Like Herz, if I could be like Herz!
He has been there and done that, so taking Herz's advice seems like a solid idea. The man has gone from nothing to something based on following his dream, so taking his advice should be a blessing to all of us who wish to make it someday.
"It's basically this: If you have talent, if you have a voice, and you know you write well, then you can make it. Here's the deal. In Hollywood there is such a lack of good scripts that if you write a good script, it will sell. And it's weird to hear, because there are so many people who come out here and are like, 'No one will sign me, its so hard,' but they are not willing to do the work. Just like Hemingway said, 'The first draft ain't shit.' And a bunch of people aren't willing to write it and re-write it.

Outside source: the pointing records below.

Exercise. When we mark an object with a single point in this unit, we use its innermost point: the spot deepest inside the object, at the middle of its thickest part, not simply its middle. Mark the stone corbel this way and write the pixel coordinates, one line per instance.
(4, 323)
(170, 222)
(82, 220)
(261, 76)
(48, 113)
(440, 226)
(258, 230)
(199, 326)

"I can't give you advice to make you talented, but my big piece of advice is sell out first. And what I mean by that, especially in college, is you are learning things about you and how the world works and what is what, and everyone has this all American movie they want to write, but it's not that simple. If it's so easy to write a Hollywood movie, then do it, because people will pay you right away for it.
"When I wrote American pie, I literally didn't write many scenes for night because it's more expensive to shoot at night. Make it cheap. After I wrote the first one, the studio asked me what I wanted to do next. And I was like I want to write and direct a movie and they were like done. So, you see what I mean by selling out. You will see the benefits in the end. I got to take my career the way I wanted to take it."
To the next step
Herz gets to work in the morning, after sleeping in of course (cause he can), and usually writes for five to six hours a day. What exactly is he writing? The next great movie.
"I'm working on a new broad comedy that I will direct," Herz says. "Who knows when it will be done. I would like to be shooting it sometime in the next year."
Waiting for the next piece of pie can be tough for Herz fans, but don't you worry, you will be pleased with what's next.
"Oh you'll like the next thing," Herz says.